Question

Prove that the field is uniquely determined when the charge density $\mathit{\rho }$

is given and either V or the normal derivative a $\mathbf{\partial }\mathit{V}\mathbf{/}\mathbf{\partial }\mathit{n}$ is specified on each boundary surface.
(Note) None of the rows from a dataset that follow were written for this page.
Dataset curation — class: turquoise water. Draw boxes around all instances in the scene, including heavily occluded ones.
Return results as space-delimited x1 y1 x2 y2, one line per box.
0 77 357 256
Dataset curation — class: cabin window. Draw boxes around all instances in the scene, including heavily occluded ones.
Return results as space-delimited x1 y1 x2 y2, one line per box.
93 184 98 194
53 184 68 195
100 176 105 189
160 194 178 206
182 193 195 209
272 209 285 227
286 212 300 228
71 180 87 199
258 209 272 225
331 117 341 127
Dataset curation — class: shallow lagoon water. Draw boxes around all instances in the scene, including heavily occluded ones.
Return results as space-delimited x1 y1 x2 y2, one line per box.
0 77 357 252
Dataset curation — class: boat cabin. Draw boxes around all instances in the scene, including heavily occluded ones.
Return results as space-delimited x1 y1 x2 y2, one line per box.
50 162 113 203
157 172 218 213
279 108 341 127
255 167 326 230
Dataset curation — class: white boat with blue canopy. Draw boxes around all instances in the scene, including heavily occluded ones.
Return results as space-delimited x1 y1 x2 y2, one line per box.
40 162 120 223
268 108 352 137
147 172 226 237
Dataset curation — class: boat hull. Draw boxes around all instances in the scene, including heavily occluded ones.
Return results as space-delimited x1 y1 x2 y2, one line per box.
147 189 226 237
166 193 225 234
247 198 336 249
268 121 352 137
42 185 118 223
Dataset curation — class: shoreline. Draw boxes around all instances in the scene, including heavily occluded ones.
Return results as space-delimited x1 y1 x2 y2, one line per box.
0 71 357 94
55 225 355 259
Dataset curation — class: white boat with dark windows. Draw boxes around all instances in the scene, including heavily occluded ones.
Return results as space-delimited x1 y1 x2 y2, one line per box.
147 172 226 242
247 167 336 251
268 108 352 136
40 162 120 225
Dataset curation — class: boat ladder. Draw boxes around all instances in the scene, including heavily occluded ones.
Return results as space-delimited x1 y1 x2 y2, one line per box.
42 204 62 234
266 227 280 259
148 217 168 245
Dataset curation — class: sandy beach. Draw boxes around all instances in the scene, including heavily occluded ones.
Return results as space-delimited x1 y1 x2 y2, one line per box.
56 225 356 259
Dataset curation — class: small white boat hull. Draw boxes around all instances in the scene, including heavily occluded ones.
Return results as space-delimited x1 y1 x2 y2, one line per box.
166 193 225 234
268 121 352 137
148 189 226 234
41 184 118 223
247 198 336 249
Do not assume the boundaries are conductors, or that V is constant over any given surface.

Short answer

Answer:

The electric field is uniquely determined when the charge density $\mathit{\rho }$ is given and either V or the normal derivative a $\mathbf{\partial }\mathit{V}\mathbf{/}\mathbf{\partial }\mathit{n}$ is specified on each boundary surface.

Step-by-step solution

Given data

Either the potential V or the normal derivative of potential $\partial V/\partial n$is specified on each boundary surface.

Second uniqueness theorem

From the proof of the second uniqueness theorem

$\underset{\mathbf{S}}{\mathbf{\oint }}{\mathit{V}}_{\mathbf{3}}{\overrightarrow{\mathbf{E}}}_{\mathbf{3}}\mathbf{·}\mathit{d}\overrightarrow{\mathbf{a}}\mathbf{=}\mathbf{-}\underset{\mathbf{V}}{\mathbf{\int }}{\left(E_3\right)}^{\mathbf{2}}\mathit{d}\mathit{\tau }$

Here, ${\mathit{V}}_{\mathbf{3}}$is the difference in potential of two points on a surface S. ${\mathit{E}}_{\mathbf{3}}$ is the difference in electric field of two points in a volume V that S encloses.

Uniqueness of field in a volume

If the potential is specified on a boundary surface

${\mathit{V}}_{\mathbf{3}}\mathbf{=}\mathbf{0}$

If the normal derivative of potential (that is $\frac{\mathbf{\partial }\mathbf{V}}{\mathbf{\partial }\mathbf{n}}\mathbf{=}\mathbf{-}{\mathit{E}}_{\mathbf{\perp }}$) is specified on a boundary surface

${\mathit{E}}_{\mathbf{3}\mathbf{,}\mathbf{\perp }}\mathbf{=}\mathbf{0}$

Any of these conditions in equation (1) gives

${\mathit{E}}_{\mathbf{3}}\mathbf{=}\mathbf{0}$

Thus, the electric field is uniquely determined.